Additionally, evaluation of predictions quality made by the proposed multivariate CNN-LSTM is also conducted by comparing their descriptive statistics values with the actual values. The basic premise of such a comparison is that similar descriptive statistics values between series suggest that the data set is comparable as their basic nature is analogous. Descriptive statistics between actual and predicted values in the testing phase are given in Table 4.

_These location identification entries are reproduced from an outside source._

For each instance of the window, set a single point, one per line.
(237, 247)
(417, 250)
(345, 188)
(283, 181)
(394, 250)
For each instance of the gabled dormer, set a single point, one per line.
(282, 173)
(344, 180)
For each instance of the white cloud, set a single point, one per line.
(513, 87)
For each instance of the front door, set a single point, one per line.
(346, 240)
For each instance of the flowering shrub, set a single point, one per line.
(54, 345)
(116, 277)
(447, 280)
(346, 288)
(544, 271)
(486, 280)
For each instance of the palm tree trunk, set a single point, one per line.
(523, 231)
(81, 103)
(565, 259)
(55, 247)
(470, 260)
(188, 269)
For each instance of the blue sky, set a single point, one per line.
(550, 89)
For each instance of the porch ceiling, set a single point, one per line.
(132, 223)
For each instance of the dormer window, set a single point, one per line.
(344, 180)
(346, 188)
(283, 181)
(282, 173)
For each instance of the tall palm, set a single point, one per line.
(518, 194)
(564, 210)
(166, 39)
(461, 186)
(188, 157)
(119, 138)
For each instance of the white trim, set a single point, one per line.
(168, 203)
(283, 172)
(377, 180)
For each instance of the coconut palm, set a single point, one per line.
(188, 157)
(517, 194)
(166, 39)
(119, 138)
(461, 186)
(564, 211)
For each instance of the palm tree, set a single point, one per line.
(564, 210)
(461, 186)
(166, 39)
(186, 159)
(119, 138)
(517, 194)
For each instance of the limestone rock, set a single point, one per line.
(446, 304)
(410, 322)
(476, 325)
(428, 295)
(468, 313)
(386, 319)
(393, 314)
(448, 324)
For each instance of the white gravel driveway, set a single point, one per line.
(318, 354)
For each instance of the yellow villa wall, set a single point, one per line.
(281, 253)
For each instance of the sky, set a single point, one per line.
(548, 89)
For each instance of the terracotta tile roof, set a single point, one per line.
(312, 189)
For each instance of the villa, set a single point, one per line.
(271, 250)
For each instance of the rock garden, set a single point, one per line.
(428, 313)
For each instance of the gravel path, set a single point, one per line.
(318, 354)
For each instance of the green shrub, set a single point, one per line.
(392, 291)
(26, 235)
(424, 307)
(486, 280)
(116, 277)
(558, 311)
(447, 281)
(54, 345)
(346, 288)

Comparative analysis between the descriptive statistics of actual and predicted values of four observed stock market indices as outlined in Table 4 indicates that both data set retain considerably similar values. This result confirms that both actual and predicted data set have similar basic nature and therefore can be concluded that the proposed multivariate CNN-LSTM model is capable of forecasting future values of financial time-series not only with good accuracy, in terms of relatively small RMSE values, but also with truthful basic nature.
6. Conclusions
This research proposes a multivariate CNN-LSTM model to forecast the value of multiple parallel financial time-series one stage in time based on the characteristics of the stock market index regular value time-series results (the next day). The technique used is multivariate time-series data forecasting, in which several time-series are predicted simultaneously by considering the condition of all observable series. CNN extracts features from the input data in the model, while LSTM studies the derived function data and performs the final step of estimating the performance of the stock market index the following day. This research uses applicable data from four Asian stock exchanges as training and test data to validate the experimental findings, namely, Shanghai, Japan, Singapore, and Indonesia. When compared with individual CNN and LSTM models, the experimental findings reveal that multivariate CNN-LSTM has the highest predictive precision and better efficiency (smallest RMSE value). This finding supports the assumption that incorporating relationships between variables into a prediction model will help with the multiple time-series problems of forecasting parallel movements of a set of time-sensitive variables that are related. As a result, multivariate CNN-LSTM can be used to predict the value of various stock market indices and can serve as a useful tool for investors when making investment decisions. Aside from that, multivariate CNN-LSTM is a viable option for research involving the construction of models for financial time-series data analysis. However, the existing model has a few flaws, including the fact that different data relating to external variables such as public opinion and national policy were not considered during the prediction period. In this regard, the future study work plan will focus on using more factors, both quantitative and qualitative in nature, as input into the prediction model and constructing a fully working investment-trading system based on the proposed model as well.
Data Availability
The data used to support the findings of this study are available from the corresponding author upon request.
Conflicts of Interest
The authors declare that there are no conflicts of interest regarding the publication of this paper.
Acknowledgments
This research was funded by the Ministry of Research and Technology, Republic of Indonesia, under the grant for the Basic Research scheme year 2021.